Here is a repost from likeafieldmouse:
Late Bloomers of the Arts
For all of you who’ve felt even for a second that it’s ever too late:
1. Charles Bukowski had his first book published when he was 49
2. Leonard Cohen was 33 when his first album was released
3. Marina Abramovic’s career as an independent artist wasn’t solidified until she was 42
4. Julia Child’s career started when she was 36
5. Van Gogh started drawing when he was 27
6. Monet painted Sunrise when he was 33, but wasn’t producing his best work until his early 40s
7. Kazuo Ohno started dancing when he was 27
8. William S. Burroughs had his first novel published when he was 39
Monday, November 5, 2012
I've been thinkging that maybe I need to try a new approach for either my art practice or for writing or anything that I want to be good at. This Maya Angelou quote is pretty inspiring. “What I try to do is write. I may write for two weeks ‘the cat sat on the mat, that is that, not a rat.’ And it might be just the most boring and awful stuff. But I try. When I’m writing, I write. And then it’s as if the muse is convinced that I’m serious and says, ‘Okay. Okay. I’ll come.’” — Maya Angelou
Wednesday, October 17, 2012
The beginning of this month in October I headed to NCY to present a new project, which was actually a continuation of a body of artwork I developed during my graduate studies called "Save Yourself." I was invited to participate in a performance and installation festival called "Art in Odd Places," which is an annual event. This year it took place along 14th street in Manhattan, NY.
Around this time of year I start to think, where did this year go. It has know been almost a year and a half since I graduated with my MFA in Public Practice, and I am certainly still figuring out my practice.
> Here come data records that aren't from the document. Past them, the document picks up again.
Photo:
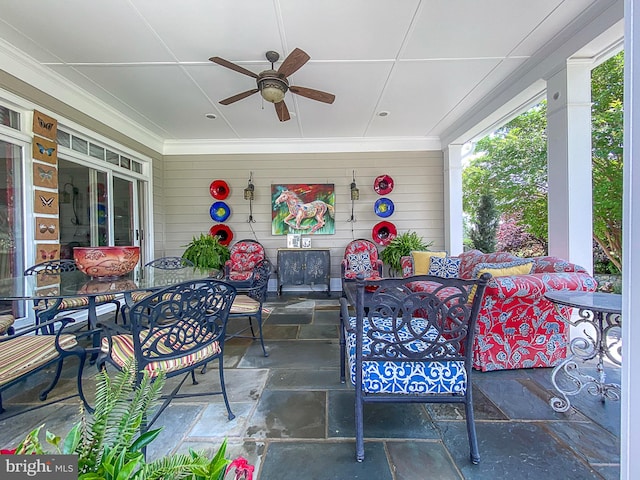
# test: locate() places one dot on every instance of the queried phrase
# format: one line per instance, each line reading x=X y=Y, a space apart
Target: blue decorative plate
x=219 y=211
x=383 y=207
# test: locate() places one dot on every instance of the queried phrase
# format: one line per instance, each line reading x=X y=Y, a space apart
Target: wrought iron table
x=76 y=283
x=601 y=316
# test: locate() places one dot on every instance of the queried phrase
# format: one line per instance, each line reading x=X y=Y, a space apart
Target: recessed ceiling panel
x=86 y=31
x=162 y=93
x=356 y=29
x=194 y=32
x=464 y=29
x=420 y=94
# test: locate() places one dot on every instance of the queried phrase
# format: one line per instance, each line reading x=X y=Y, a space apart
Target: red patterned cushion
x=122 y=352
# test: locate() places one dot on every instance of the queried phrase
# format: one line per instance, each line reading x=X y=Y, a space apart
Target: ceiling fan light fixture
x=272 y=90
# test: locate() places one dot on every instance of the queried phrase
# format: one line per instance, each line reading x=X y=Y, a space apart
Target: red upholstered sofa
x=517 y=326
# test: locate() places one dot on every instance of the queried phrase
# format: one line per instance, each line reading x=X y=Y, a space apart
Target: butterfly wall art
x=47 y=251
x=45 y=150
x=45 y=202
x=45 y=175
x=47 y=228
x=44 y=125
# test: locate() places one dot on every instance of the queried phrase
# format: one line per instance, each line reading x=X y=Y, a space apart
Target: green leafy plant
x=402 y=246
x=206 y=252
x=110 y=446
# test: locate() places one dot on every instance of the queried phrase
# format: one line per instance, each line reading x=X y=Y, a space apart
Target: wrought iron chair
x=47 y=309
x=360 y=257
x=251 y=302
x=411 y=347
x=244 y=255
x=174 y=330
x=23 y=354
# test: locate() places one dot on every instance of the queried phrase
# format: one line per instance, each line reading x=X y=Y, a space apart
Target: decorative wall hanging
x=383 y=232
x=355 y=195
x=47 y=251
x=47 y=228
x=303 y=208
x=45 y=202
x=44 y=125
x=219 y=189
x=383 y=185
x=219 y=211
x=223 y=232
x=383 y=207
x=45 y=175
x=45 y=150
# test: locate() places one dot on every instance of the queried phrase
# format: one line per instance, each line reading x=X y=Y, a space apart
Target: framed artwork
x=303 y=208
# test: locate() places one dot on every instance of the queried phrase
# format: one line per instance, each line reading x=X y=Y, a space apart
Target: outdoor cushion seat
x=23 y=354
x=122 y=350
x=6 y=324
x=405 y=377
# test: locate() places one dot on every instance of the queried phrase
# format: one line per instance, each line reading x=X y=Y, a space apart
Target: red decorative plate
x=219 y=189
x=223 y=231
x=383 y=184
x=383 y=232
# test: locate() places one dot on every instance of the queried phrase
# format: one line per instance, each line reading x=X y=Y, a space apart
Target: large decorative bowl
x=106 y=262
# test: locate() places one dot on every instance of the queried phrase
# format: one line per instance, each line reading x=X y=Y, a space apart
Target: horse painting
x=300 y=211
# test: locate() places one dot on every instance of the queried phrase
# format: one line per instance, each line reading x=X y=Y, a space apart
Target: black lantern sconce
x=249 y=193
x=355 y=195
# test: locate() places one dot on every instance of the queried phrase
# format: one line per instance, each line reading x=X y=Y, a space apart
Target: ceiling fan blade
x=293 y=62
x=313 y=94
x=237 y=97
x=282 y=111
x=233 y=66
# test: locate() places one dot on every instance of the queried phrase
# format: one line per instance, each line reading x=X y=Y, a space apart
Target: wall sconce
x=355 y=195
x=249 y=193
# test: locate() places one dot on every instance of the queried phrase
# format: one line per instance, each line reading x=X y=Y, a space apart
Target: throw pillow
x=517 y=267
x=447 y=267
x=359 y=262
x=422 y=260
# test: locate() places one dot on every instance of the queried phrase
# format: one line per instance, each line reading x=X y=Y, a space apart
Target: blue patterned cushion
x=404 y=377
x=359 y=262
x=447 y=267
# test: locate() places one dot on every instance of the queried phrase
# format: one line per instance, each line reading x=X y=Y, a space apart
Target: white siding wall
x=184 y=200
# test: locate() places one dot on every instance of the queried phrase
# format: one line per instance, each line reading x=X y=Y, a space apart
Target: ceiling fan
x=273 y=84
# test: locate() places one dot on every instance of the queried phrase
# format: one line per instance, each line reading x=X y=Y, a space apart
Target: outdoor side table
x=600 y=314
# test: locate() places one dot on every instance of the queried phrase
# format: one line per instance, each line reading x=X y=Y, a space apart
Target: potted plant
x=206 y=252
x=402 y=245
x=110 y=446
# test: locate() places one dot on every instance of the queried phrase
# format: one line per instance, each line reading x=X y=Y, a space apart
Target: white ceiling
x=427 y=63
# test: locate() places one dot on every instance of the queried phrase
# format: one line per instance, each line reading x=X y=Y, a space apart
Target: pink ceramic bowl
x=106 y=262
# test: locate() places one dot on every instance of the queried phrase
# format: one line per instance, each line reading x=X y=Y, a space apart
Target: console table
x=600 y=313
x=304 y=266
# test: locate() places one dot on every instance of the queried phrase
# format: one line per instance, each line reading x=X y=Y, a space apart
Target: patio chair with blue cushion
x=360 y=257
x=45 y=309
x=411 y=347
x=175 y=330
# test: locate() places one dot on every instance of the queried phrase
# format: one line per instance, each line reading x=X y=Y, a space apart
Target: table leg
x=584 y=349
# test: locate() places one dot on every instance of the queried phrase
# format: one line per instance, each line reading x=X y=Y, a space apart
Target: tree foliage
x=485 y=225
x=511 y=165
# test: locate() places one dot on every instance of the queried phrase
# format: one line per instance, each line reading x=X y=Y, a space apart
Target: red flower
x=244 y=470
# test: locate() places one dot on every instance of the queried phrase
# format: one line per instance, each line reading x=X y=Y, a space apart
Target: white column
x=630 y=418
x=569 y=163
x=453 y=231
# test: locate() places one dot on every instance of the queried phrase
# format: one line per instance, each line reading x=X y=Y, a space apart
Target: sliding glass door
x=96 y=208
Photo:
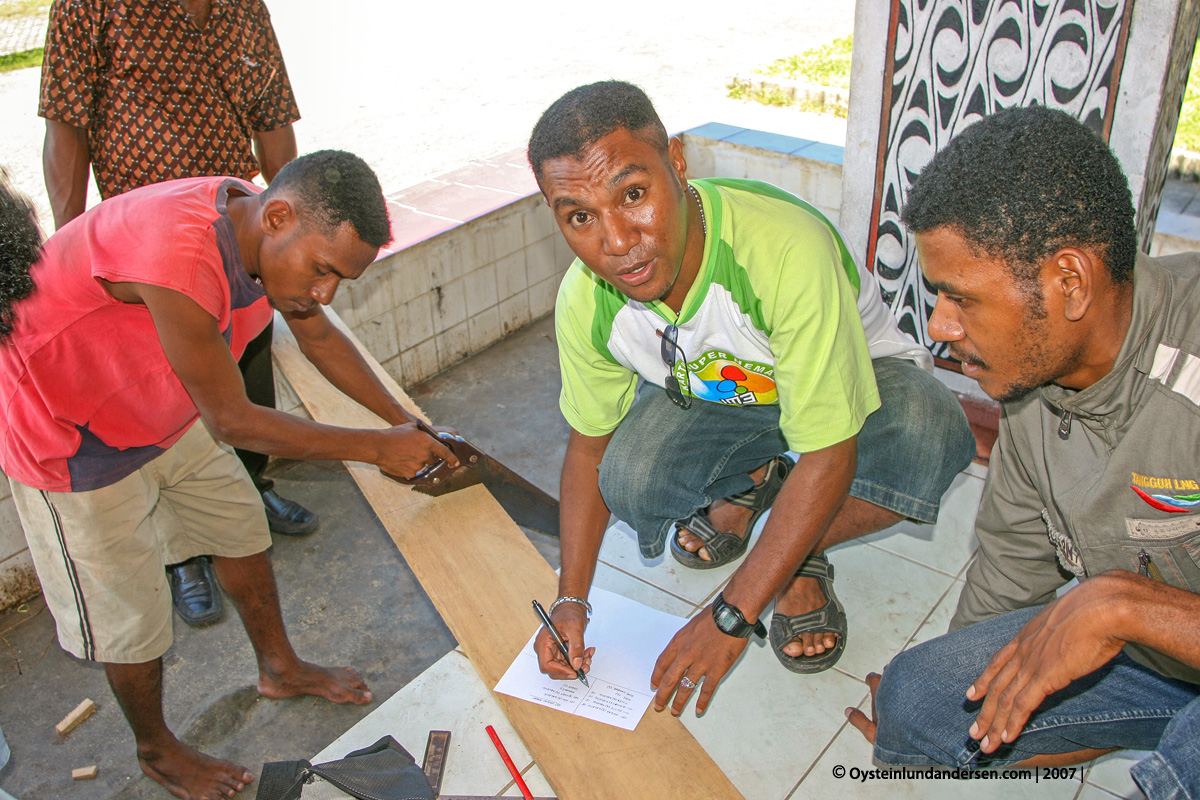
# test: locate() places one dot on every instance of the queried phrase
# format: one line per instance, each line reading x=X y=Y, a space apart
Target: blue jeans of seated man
x=664 y=462
x=924 y=716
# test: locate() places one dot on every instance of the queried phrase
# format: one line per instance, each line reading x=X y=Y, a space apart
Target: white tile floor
x=778 y=735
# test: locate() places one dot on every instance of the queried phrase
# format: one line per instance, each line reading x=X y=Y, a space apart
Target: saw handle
x=437 y=471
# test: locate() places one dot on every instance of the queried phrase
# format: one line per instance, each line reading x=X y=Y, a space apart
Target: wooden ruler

I have been busy since then, but still need to create a tempo and brand to my practice. I began thinking today about how much time I spend planning as an arts administrator. I was staring at my white board ( the type divided up into 3 months) in my office thinking, if only I could do this for myself, for my art practice. I have yet to implement any of this, but I think I'm on to something with the goal planning. While I know that I will not be able to plan my creative moments I can give them opportunities to emerge, as well as a timeframe. My hope is to create a set of goals for my practice and a timeframe to create more respect and accountability for my practice. I sometimes talk myself out of opportunities thinking that its not important enough, but if I could treat it as important as a job I think I would have some more productive results. I think this will also allow my to accept my practice for what it is: small and quiet. To this, I need to decide if this is indeed what I want. In conclusion, I realized that I am spending too much energy on things that are not that important to me, while I have other areas (all be it, not income streams) that are being neglected. My hope is that this will in the long run encourage me to create more work (or even just create more consistently), and allow me to enjoy other areas of my life without feeling guilt ridden or resentful. Now to work on implementation.